TLC. Passaggio ad altro operatore, MDC presenta ad Autorità parere su nuovo Regolamento

Il prossimo Regolamento sulle procedure di migrazione dei clienti in unbundling (scegliere un gestore di telefonia fissa alternativo, interrompendo il rapporto contrattuale con Telecom Italia) deve prevedere pene severe per quegli operatori che pongano in essere servizi non richiesti.

Questo il parere che il Movimento Difesa del Cittadino (MDC) ha formalizzato all’Autorità per le Garanzie nelle comunicazioni nell’ambito della consultazione pubblica "Modalità di attivazione passaggio e cessazione nei servizi intermedi di accesso offerti da Telecom Italia" (vedi Del n. 483/06/CONS).

La migrazione dei clienti da un operatore all’altro rappresenta uno dei settori in cui si stanno registrando notevoli criticità ai danni dei consumatori. Il passaggio ad altra compagnia diventa in molti casi l’inizio di una vera e propria odissea per l’utente. Il servizio telefonico viene, infatti, disattivato per giorni se non settimane dalla donating, mentre del tutto incerti restano i tempi di attivazione delle prestazioni da parte del operatore recipient.
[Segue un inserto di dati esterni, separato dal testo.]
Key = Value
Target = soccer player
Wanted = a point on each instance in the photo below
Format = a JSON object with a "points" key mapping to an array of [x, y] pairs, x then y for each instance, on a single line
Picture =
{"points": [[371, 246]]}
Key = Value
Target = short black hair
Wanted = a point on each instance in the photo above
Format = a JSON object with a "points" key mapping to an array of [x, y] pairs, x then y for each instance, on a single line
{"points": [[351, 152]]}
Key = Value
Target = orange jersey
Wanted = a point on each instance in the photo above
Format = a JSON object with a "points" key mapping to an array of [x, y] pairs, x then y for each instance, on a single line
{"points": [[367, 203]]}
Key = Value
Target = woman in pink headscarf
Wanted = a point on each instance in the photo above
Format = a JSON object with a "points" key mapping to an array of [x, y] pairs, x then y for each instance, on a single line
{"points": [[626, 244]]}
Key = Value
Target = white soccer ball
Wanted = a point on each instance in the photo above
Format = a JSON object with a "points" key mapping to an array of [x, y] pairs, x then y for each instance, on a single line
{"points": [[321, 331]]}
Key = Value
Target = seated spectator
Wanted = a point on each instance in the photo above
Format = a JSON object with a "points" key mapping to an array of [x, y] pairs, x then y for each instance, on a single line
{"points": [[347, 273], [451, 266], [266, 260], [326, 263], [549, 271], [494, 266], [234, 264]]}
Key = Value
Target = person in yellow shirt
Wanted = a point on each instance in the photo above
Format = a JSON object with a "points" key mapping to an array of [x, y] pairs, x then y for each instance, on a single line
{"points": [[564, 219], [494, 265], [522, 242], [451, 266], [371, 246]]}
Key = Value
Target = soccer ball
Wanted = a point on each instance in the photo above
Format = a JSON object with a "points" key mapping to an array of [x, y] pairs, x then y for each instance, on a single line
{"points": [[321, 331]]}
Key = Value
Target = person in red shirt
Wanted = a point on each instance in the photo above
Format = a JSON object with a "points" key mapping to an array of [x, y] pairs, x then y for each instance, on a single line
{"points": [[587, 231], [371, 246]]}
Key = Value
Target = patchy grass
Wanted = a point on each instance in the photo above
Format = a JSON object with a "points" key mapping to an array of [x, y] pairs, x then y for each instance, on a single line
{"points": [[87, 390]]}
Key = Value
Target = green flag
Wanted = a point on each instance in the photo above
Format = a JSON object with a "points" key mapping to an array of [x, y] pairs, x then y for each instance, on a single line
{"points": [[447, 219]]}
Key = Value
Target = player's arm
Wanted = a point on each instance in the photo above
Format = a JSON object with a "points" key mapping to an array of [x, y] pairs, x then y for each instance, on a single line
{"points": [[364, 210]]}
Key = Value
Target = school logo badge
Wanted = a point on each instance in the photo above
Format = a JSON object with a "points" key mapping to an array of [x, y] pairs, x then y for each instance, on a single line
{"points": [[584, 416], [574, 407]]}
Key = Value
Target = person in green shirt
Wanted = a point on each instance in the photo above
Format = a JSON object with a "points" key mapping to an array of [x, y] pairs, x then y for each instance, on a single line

"Questo stato di cose è gravemente lesivo dei diritti dei consumatori e della stessa concorrenza – ha sottolineato l’Avv. Francesco Luongo, responsabile del Dipartimento TLC del Movimento Difesa del Cittadino – La proposta di regolamento dell’Autorità viene vista positivamente dall’associazione di consumatori quanto alla certezza delle procedure, basate finalmente sul consenso o sul recesso scritto dell’utente".

Per Luongo sembra che, finalmente, l’Autorità abbia deciso di porre un freno alla deregulation selvaggia attualmente esistente in Italia nelle Tlc: "Una vera e propria giungla in cui è possibile concludere contratti e vedersi addebitare migliaia di euro in bolletta senza che sia stata messa neppure una firma".

Il Movimento critica il Regolamento nella parte in cui non prevede sanzioni severe e indennizzi automatici a carico degli operatori che attivino servizi senza la richiesta dell’utente. Inoltre, l’associazione ritiene che per debellare la piaga delle bollette pazze l’autorità debba rendere pubblici i dati delle denunce pervenute da utenti e associazioni dei consumatori al fine di creare una vera e propria black list degli operatori al fine di dissuaderli da porre in essere pratiche di mercato disoneste.